Update: Hunter Biden pleaded guilty on Thursday to all nine charges in his federal tax case, and the judge accepted his plea. Sentencing is scheduled for December 16, following the November presidential election, a timing the prosecution did not oppose.
Earlier, Biden had pursued an “Alford plea” in his federal tax evasion case in California, which would have allowed him to maintain his innocence while accepting punishment. However, in a surprising move Thursday, Biden’s legal team shifted strategy, opting for an “open plea” in which he admitted to conduct that met the elements of the tax offenses charged.

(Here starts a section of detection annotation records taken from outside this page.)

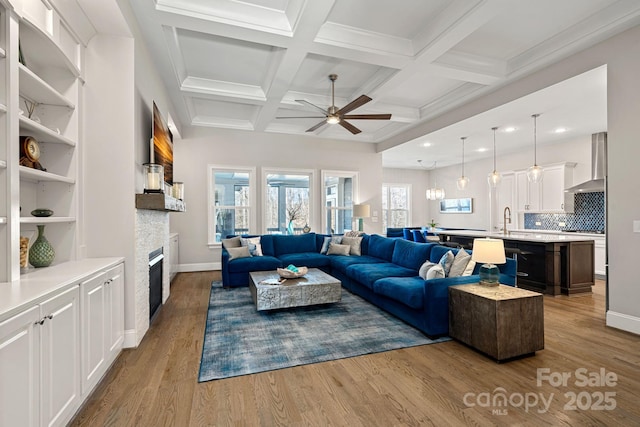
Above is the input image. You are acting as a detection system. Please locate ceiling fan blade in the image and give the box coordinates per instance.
[340,120,362,135]
[342,114,391,120]
[296,99,327,116]
[305,120,327,132]
[336,95,371,115]
[276,116,325,119]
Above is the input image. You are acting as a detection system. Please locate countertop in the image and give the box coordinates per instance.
[436,230,604,243]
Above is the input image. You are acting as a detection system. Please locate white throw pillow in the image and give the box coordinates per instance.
[438,251,455,277]
[327,243,351,256]
[462,260,476,276]
[227,246,251,261]
[447,249,471,277]
[425,264,445,280]
[342,236,362,256]
[418,261,436,280]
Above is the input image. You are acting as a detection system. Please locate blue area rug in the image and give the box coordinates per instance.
[198,282,450,382]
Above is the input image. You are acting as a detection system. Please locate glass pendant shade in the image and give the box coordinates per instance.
[527,114,544,183]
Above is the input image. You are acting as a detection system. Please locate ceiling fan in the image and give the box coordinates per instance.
[276,74,391,135]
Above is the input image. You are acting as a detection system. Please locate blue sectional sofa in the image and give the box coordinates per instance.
[222,233,517,337]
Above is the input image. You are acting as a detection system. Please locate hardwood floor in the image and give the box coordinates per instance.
[72,272,640,426]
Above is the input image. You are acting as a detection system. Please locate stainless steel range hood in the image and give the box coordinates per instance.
[565,132,607,193]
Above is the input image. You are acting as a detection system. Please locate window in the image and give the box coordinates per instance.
[322,171,358,234]
[264,170,313,234]
[209,166,255,244]
[382,184,411,230]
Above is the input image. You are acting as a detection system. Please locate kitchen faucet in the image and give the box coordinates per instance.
[502,206,511,236]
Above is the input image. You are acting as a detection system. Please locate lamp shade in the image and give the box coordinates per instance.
[471,238,507,264]
[353,205,371,218]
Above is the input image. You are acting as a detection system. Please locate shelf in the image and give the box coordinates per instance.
[20,116,76,147]
[20,18,80,77]
[19,166,76,184]
[136,193,187,212]
[18,64,76,109]
[20,216,76,224]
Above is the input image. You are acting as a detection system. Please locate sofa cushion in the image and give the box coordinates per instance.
[273,233,316,257]
[367,234,400,261]
[329,255,384,273]
[278,252,331,268]
[346,262,416,289]
[391,239,433,273]
[373,276,424,310]
[228,256,284,273]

The charges against Hunter, who is facing his second criminal trial this year, include three felonies and six misdemeanors related to his failure to pay $1.4 million in taxes and falsifying information on his IRS returns. Among the evidence presented is documentation of Hunter's lavish spending on prostitutes, drugs, hotel stays, porn site subscriptions, and even a Lamborghini rental, all of which he allegedly claimed as business expenses.
This trial follows his recent legal defeat in Delaware, where a jury found him guilty of lying about his crack cocaine addiction to purchase a firearm in 2018. The same federal prosecutors, Leo Wise and Derek Hines, who secured the earlier conviction, are leading the case against Hunter once again.
Hunter is now hoping for a more favorable outcome, as a conviction in this case could result in up to 17 years in prison and fines totaling $750,000. He has replaced his previous lead attorney, Abbe Lowell, with high-profile Los Angeles lawyer Mark Geragos, known for defending celebrities such as Chris Brown, Sean “Diddy” Combs, and Michael Jackson.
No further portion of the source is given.